– Григорьев, ты сейчас на свободной смене?
– Да, – подтвердил он.
– У нас погасли все мониторы наблюдения за четвертым этажом. Что-то с проводкой, наверное. Или с камерами. Пойди, пожалуйста, посмотри…
Вадим вызвал служебный лифт и нажал кнопку с цифрой четыре. Железные челюсти тяжело захлопнулись, замуровав его в душной пасти полутемной кабины. Лифт заурчал, словно переваривая свою добычу, и остался недвижим. Единственная лампочка дневного света под самым потолком еще больше потускнела от перепада напряжения. Вадим машинально нажал кнопку вызова службы безопасности. Рация в служебном лифте не принимала эфир, поэтому единственной связью с операторской была эта крохотная кнопочка «SOS». Динамик молчал. Вадим еще раз сделал вызов и, убедившись, что его не слышат, принялся беспорядочно нажимать на все кнопки подряд. Кабина висела в мертвой тишине где-то между первым и вторым этажами западного крыла здания.
– Эй! – осторожно позвал Вадим. – Слышит меня кто-нибудь?
Внезапно зеркало на противоположной стене вздрогнуло брызгами мигающей лампочки и явственно отразило рядом с Вадимом того самого молодого человека в зеленой форме с синими петлицами, который уже однажды напугал его своим странным, мистическим появлением.
Теперь Вадим видел этого человека так отчетливо, что смог бы составить его словесный портрет. Серые глаза, густые брови, тонкий нос, волевой подбородок и темные волнистые волосы. Этот молодой парень в форме работника НКВД был очень на кого-то похож. А так как в зеркальной мути рядом с бледным лицом незнакомца дрожало в мерцающем свете и его собственное испуганное лицо, Вадим мгновенно понял – на кого…

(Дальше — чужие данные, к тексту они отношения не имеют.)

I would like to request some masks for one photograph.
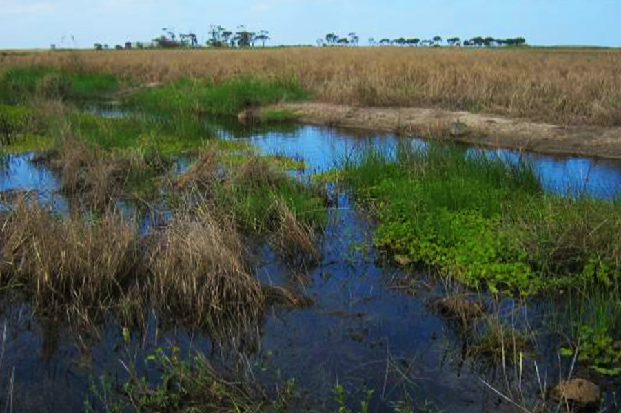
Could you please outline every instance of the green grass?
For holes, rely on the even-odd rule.
[[[0,103],[23,103],[34,98],[83,102],[116,91],[112,74],[70,73],[41,66],[12,69],[0,78]]]
[[[127,118],[101,118],[72,113],[67,121],[86,142],[108,151],[156,151],[179,154],[201,148],[213,138],[196,116],[155,116],[136,114]]]
[[[154,112],[236,115],[247,107],[308,98],[294,78],[266,81],[243,77],[219,83],[183,78],[139,92],[128,103]]]
[[[614,285],[621,273],[621,204],[548,195],[523,160],[367,151],[341,172],[377,211],[374,242],[474,288],[527,295]]]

Вадим тяжело дышал, таращась на закрывшуюся дверь, готовясь к тому, что она откроется вновь и оба таинственных призрака выскочат из лифта. Он не знал что и думать. Этому своему новому болезненному видению он не мог дать ни одного сколько-нибудь вразумительного объяснения. Плод его воображения был настолько ярким и почти осязаемым, что он готов был скорее поверить в призраков, чем в собственную болезнь.
Все еще не в силах оправиться от потрясения, с трудом успокаивая стук выпрыгивающего из груди сердца, Вадим попятился в глубь коридора. Он озирался по сторонам, панически боясь увидеть где-нибудь на стене новое зеркало.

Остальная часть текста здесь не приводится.